O pós-bolsonarismo já começou. Sua inauguração ocorreu na quinta-feira, 6 de julho de 2023, às 21h49, quando 382 deputados – ou 75,9% dos 503 parlamentares presentes – votaram a favor da reforma tributária na Câmara dos Deputados.
Bolsonaro se meteu tardiamente em um assunto que não entende e contratou uma derrota para si. Divulgou que a cesta básica ia subir 60% quando o texto propunha reduzir a zero a alíquota dos produtos. Chamou de “comunismo a conta-gotas” uma proposta que beneficia fortemente o agronegócio, que pagará apenas 40% do tributo geral.
A Frente Parlamentar da Agropecuária (FPA) se considerou vitoriosa na negociação do texto. PL, PP e Republicanos, que formaram a chapa que apoiou Bolsonaro à reeleição, deram 96 votos em favor da reforma tributária. O governador de São Paulo, Tarcísio de Freitas, percebeu que ficaria isolado em relação à maioria dos estados e, pragmaticamente, aderiu para obter melhores condições aos paulistas no Conselho Federativo – e conseguiu. Tudo isso menos de uma semana depois de o Tribunal Superior Eleitoral (TSE) tornar Bolsonaro inelegível por usar a máquina pública para mentir sobre o processo eleitoral. Comunista não acredita em Deus e não celebra missa de sétimo dia.
Outro aliado do ex-presidente, Arthur Lira (PP) saiu consagrado da votação. Pode se falar muitas coisas do presidente da Câmara – algumas delas inclusive não tão elogiosas. Mas uma é inegável: é o maior operador de votos da história do parlamento brasileiro.
Enquanto Lira botava de pé uma mobilização para angariar apoios, aparar arestas e contemplar setores no texto final da reforma, bolsonaristas radicais faziam balbúrdia no salão verde da Câmara com um pedido de impeachment do presidente Luiz Inácio Lula da Silva (PT) por suas falas durante o evento do Foro de São Paulo – uma alegação tão profundamente estúpida que ninguém deu a menor atenção.
Não há dúvidas de que o bolsonarismo ainda é forte eleitoralmente, o que leva o PL a acreditar que pode eleger mais de mil prefeitos em 2024 tendo o ex-presidente como cabo eleitoral itinerante – hoje o partido está à frente de 339 cidades.

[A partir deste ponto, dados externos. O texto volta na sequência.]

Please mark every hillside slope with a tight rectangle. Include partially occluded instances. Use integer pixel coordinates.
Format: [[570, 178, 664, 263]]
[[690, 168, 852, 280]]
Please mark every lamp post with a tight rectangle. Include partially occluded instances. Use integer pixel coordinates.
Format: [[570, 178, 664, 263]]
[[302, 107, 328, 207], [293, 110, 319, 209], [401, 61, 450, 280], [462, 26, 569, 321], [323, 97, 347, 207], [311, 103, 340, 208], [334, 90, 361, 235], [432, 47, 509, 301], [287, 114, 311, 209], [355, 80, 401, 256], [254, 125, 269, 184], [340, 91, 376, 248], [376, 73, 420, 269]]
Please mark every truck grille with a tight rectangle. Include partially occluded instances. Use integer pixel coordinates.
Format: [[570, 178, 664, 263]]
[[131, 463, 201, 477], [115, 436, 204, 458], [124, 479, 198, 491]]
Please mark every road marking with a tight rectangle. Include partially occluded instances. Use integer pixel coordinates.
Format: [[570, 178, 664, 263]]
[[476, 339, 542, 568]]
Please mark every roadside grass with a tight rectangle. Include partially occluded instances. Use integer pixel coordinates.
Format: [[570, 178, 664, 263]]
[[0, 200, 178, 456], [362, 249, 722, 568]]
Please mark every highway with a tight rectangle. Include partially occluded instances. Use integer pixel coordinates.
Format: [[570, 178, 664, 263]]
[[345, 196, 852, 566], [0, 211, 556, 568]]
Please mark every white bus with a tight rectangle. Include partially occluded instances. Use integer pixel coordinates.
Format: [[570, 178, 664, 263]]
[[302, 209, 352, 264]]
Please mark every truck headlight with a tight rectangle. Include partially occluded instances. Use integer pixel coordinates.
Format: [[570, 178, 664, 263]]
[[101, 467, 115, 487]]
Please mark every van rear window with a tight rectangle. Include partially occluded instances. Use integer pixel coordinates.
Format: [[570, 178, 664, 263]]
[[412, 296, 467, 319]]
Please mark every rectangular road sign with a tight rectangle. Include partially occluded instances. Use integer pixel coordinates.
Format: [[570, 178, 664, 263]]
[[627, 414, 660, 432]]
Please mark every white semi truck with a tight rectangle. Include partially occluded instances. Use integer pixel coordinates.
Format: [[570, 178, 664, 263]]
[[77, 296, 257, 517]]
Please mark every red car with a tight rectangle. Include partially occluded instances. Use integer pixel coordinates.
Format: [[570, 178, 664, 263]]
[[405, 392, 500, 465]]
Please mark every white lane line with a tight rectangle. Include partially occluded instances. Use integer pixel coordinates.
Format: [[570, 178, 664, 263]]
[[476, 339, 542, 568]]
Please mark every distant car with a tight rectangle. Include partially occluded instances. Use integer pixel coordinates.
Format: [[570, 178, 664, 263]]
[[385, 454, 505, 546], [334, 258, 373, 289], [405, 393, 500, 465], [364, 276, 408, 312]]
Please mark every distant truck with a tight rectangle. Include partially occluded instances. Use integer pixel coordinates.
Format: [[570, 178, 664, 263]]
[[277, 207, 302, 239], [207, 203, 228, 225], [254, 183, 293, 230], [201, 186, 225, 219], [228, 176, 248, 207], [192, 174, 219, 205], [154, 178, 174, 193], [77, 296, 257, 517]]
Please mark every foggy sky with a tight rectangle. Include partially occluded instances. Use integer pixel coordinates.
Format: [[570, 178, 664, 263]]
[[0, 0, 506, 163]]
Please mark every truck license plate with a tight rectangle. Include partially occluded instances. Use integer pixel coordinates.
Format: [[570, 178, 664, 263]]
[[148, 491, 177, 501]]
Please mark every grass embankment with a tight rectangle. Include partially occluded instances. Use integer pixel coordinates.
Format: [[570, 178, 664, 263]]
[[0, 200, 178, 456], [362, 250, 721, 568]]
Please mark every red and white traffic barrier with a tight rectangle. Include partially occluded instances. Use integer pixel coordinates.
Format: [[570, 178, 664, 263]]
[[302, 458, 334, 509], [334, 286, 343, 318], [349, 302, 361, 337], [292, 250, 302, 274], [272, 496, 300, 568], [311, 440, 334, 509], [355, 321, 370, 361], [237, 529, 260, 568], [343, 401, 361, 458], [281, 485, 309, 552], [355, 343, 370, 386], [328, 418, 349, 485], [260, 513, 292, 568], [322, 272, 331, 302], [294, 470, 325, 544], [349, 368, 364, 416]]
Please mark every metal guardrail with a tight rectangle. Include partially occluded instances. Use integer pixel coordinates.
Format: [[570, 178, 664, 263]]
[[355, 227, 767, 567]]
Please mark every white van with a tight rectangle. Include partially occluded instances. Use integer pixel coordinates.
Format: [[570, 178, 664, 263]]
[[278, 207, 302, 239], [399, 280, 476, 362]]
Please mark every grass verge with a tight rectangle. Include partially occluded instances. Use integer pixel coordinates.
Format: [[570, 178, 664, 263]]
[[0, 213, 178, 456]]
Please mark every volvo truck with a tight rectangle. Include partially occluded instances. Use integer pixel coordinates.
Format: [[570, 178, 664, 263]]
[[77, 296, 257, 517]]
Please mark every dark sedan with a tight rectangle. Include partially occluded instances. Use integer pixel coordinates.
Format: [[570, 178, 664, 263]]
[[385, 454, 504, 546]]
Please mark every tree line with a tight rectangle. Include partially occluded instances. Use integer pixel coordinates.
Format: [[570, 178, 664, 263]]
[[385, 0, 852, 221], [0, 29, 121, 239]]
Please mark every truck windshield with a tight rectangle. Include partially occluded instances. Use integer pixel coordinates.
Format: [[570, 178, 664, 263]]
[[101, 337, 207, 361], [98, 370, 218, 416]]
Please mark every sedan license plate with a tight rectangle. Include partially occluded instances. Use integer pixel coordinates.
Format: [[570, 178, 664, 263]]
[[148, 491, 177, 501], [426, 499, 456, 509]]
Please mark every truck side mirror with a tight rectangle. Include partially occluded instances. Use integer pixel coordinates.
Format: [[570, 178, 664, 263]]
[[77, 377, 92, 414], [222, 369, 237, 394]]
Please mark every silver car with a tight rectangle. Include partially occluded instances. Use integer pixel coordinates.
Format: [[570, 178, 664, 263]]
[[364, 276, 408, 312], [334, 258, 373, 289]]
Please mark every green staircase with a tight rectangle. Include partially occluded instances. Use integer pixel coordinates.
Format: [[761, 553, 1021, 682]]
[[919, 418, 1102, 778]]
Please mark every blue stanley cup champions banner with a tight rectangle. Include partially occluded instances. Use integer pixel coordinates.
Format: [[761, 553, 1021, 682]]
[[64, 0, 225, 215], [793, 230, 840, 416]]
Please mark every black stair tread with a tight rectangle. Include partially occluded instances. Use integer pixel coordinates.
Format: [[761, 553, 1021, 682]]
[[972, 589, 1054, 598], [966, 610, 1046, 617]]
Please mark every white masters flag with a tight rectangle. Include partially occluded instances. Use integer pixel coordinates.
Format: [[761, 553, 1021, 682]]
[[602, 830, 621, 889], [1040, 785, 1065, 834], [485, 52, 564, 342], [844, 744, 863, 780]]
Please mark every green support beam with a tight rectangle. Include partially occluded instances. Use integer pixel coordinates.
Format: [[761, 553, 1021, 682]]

Mas nem todo mundo vai esperar. Como revelou Bárbara Baião, lideranças do centrão, notadamente de PP e Republicanos, já pleiteiam ao governo, em troca de sua simpatia e votos, o comando dos ministérios do Desenvolvimento Social e do Esporte, com as indicações, respectivamente, dos deputados André Fufuca e Silvio Costa Filho.
O governo Lula já entendeu que, para além das acepções rasas de que o governo é de esquerda e o Congresso, de direita, na prática há um parlamento disposto a dar tração a uma pauta econômica reformista mediante contrapartidas. Sem paixões: é negócio.
Com seus percalços, o governo fecha um semestre com indicadores econômicos positivos, dólar em queda, juros podendo seguir o mesmo caminho no médio prazo e tendo emplacado a aprovação de uma nova regra fiscal (falta uma última análise dos deputados) e uma proposta de reforma tributária que, em sua chegada ao Senado, tende a isolar da discussão bolsonaristas radicais como Magno Malta (PL-ES) ou Damares Alves (Republicanos-DF) e obter apoios entre direitistas moderados. É uma agenda que tem beneficiado fortemente a percepção do ministro da Fazenda, Fernando Haddad, como homem forte do governo.
Bobagens diversionistas como dizer que tem uma “bala de prata” para 2026 podem animar as especulações do noticiário por alguns dias. Mas para se apresentar uma liderança política que indique caminhos para 2026, Bolsonaro terá de fazer mais: conciliar sua agenda congestionada de processos judiciais – segundo o PL, quase 600, sendo 15 ações no TSE, além da que o tornou inelegível – com a formação de uma forte base municipal em 2024 e uma proposta efetiva para o futuro, que vá além da destruição institucional e da negação política. Tudo isso enquanto velhos aliados embarcam sem embaraço no transatlântico do presidencialismo de coalizão. Não é fácil para quem nunca encarnou tal papel e trabalhava em média 5 horas por dia enquanto presidente.
É isso ou viver de torcida para que Lula tropece. Se chegar a 2026 com a economia crescendo, o Congresso com uma oposição restrita ao PL e siglas menores e Lula candidato à reeleição, dificilmente figuras como o governador paulista, que já mostrou que não pega barca furada para agradar o ex-chefe, se arriscarão a deixar uma reeleição provável no estado por uma aventura no plano nacional. Periga Bolsonaro se consolidar no futuro como aquilo que é no momento: um pretenso autocrata malsucedido.